Kerry is not by instinct a visionary, which is both a statement of fact and a legitimate criticism. He will have to work hard on coherent statements of purpose. Beginning in Iowa, however, I noticed two constant themes that got through to the caucus-goers and then to the primary voters in New Hampshire who made his nomination inevitable: that encouraging and rewarding work as a government priority should dwarf rewarding wealth, and that combating international terrorism and promoting America’s interests in a dangerous world are tasks that require allies.

Kerry’s other, overarching political thought is that the election of a Democratic president this year would liberate an unknowable number of governance-minded Republicans from the iron grip of the gop’s congressional leadership, no matter who is in the majority. In the House of Representatives especially, the party discipline Tom DeLay can invoke on President Bush’s behalf would almost by definition be less powerful under a President Kerry. On any given domestic issue, there would be 20 or more Republicans available with the proper enticements and atmosphere. For those to the left of center who recall that jfk’s belief in 1960 was that the country could do better, not that it could be revolutionized, Kerry is the kind of person and politician I believe to be worth trusting for this grubby, central task of coalition building.

In his remarkably thorough book on Kerry’s formative youth, Douglas Brinkley tells a story about the two of us in the moments just before Kerry began his statement to the Senate Foreign Relations Committee in 1971. We had walked from the Vietnam veterans’ encampment on the National Mall together, taking a detour while he defused a potentially volatile demonstration outside the Supreme Court. When we entered the Dirksen Senate Office Building and raced up the stairs a few minutes before he was due to speak, we were struck by the absence of people in the stairwell and in the long corridor approaching the hearing room. It felt like a Sunday.

But when we reached the door and opened it a crack, Kerry drew back suddenly, stunned at the sight of a completely packed room. I nudged him forward again and attempted to cut the tension by saying, “Go ahead. Be famous. See if I care.”

It never occurred to me or to him where that moment might one day lead. I think it’s important that the presidency looms on his horizon not as a codicil in some trust fund, a virtual entitlement by virtue of lucky birth. Instead, it looms at the end of a long climb up the ladder from assistant county prosecutor.

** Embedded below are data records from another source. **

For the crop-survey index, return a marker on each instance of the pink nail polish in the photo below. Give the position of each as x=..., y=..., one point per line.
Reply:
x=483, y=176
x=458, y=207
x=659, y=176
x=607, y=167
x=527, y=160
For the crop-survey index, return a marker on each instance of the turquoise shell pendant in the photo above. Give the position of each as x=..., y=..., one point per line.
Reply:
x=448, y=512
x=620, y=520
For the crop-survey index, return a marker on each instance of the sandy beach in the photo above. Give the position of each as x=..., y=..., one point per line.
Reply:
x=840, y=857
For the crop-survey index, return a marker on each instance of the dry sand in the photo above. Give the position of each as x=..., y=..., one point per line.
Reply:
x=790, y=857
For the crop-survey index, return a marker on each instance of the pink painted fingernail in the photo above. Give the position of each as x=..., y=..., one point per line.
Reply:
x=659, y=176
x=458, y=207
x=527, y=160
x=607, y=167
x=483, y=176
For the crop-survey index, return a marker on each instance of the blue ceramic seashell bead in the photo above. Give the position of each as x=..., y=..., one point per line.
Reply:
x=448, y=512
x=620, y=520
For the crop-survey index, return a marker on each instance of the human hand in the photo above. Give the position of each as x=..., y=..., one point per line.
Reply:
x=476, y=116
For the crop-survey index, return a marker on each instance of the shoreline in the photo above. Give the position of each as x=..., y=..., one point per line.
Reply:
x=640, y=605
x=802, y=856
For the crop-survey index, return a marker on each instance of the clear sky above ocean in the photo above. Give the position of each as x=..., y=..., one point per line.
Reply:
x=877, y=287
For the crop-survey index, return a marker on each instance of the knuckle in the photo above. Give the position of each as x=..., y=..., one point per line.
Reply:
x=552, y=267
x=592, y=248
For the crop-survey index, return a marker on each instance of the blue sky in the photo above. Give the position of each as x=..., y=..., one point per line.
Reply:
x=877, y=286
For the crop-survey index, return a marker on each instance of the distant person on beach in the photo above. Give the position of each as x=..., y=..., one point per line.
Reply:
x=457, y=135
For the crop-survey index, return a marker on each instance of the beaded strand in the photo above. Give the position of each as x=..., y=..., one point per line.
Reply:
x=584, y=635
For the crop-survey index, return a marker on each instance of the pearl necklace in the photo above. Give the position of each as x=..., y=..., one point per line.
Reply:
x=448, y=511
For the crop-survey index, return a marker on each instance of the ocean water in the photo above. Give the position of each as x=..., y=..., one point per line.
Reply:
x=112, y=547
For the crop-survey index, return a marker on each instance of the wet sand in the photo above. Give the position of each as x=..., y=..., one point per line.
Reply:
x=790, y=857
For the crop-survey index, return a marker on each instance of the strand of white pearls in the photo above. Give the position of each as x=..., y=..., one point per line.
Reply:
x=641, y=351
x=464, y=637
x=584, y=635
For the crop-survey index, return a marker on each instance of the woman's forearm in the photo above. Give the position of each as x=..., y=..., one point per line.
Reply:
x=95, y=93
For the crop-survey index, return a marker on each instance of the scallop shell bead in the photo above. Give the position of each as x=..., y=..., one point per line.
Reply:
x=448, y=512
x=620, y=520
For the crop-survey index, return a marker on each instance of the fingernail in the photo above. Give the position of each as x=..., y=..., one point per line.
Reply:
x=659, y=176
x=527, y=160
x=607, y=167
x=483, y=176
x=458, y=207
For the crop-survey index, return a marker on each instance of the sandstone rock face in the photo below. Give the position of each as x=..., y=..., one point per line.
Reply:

John Kerry is a good, tough man. He is curious, grounded after a public and personal life that has not always been pleasant, a fan of ideas whose practical side has usually kept him from policy wonkery, a natural progressive with the added fixation on what works that made fdr and jfk so interesting. I know it is chic to be disdainful, but the modern Democratic neurosis gets in the way of a solid case for affection. Without embarrassment, and after a very long journey, I really like this guy. As one of his top campaign officials, himself a convert since the primaries ended, told me recently, this is pure Merle Haggard. It’s not love, but it’s not bad.


Thomas Oliphant is a columnist for The Boston Globe.